The revolution with VSCode is the openness, not the quality.

2 comments

Out of interest, have you ever used Jetbrains products like IntelliJ IDEA and friends? Even back when I was writing C#, years ago, Visual Studio was way less productive without their ReSharper plugin.
I'm sure it's a "too each their own" feeling.

Personally, I've never seen Visual Studio so unproductive as with ReSharper installed. The number of colleagues over the years I've had to work to convince them to remove or disable ReSharper to get any work done on projects has been too many. ("I hate Visual Studio because it is too slow." "Do you have ReSharper installed? What happens when you disable it?" "Wow, Visual Studio is really fast now." Surprise.) I've had employers install it by default, I didn't like using it, and I made sure that my employer wasn't paying for a license directly for me when I uninstalled it.
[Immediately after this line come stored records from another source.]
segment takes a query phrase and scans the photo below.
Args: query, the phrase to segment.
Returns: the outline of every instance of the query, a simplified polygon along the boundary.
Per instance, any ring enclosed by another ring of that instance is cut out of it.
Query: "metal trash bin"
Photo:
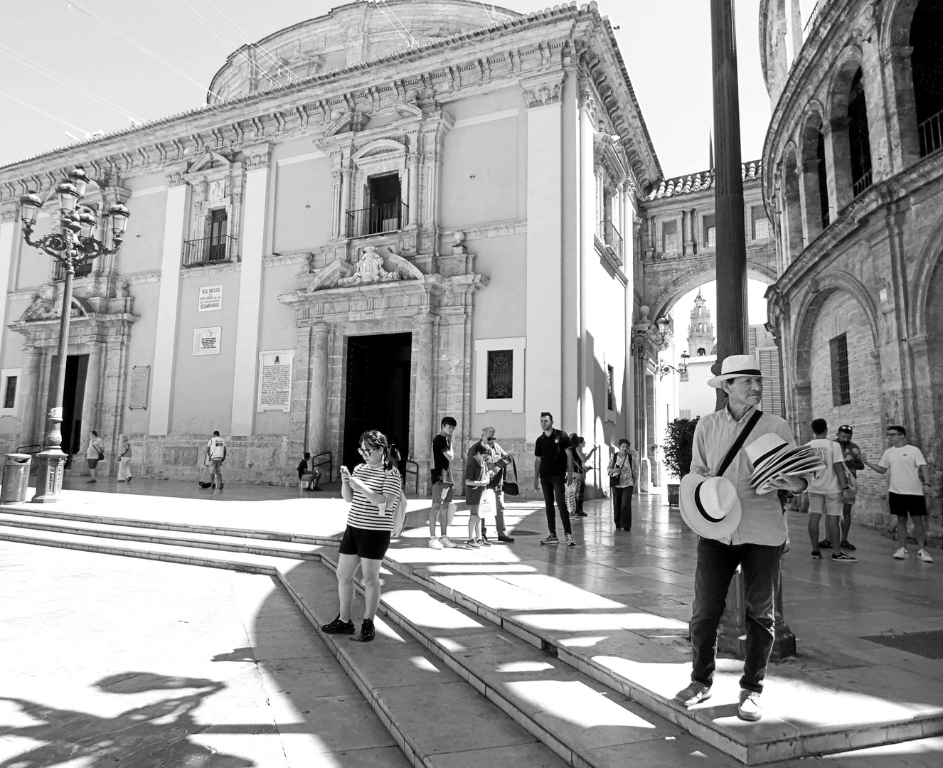
[[[29,488],[29,465],[32,457],[27,453],[8,453],[3,467],[3,489],[0,503],[25,501]]]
If Android Studio is any indication, I don't see what the fuss is about IntelliJ either. But some of that is certainly just lack of familiarity because I only open up Android Studio when I have to.

It may just be that my experience was a good while back and VS has improved since then. At the time the built-in static analysis really wasn't up to scratch.
I’ve been happy doing most tasks in MySQL Workbench that I can do with SSMS.

Oddly, when using SQL Azure instead of on-prem SQL Server, SSMS doesn’t let you use its friendly hand-holding dialogs but instead drops you into a new editor document with cryptic syntax.

The only excuse I can think of is that the user-friendly popups are single-threaded and block window-messages on network IO and would have a very poor UX due to due the chatty TDS protocol.

It does sound like SQL Server and SSMS have some very interesting choices in remoting models, based on what I've read of Azure Data Studio's development.

Azure Data Studio's the VS Code-based SSMS-like tool focused on Azure SQL and Cosmos DB. At one point the development blog was talking about it as if Azure Data Studio might some day be the eventual replacement for even SSMS itself, but they seem to have walked that back, at least in part due to how many crazy things SSMS does and how SSMS is one of those tools that certain types of users would possibly go into some sort of costly meltdown if their cheese moved.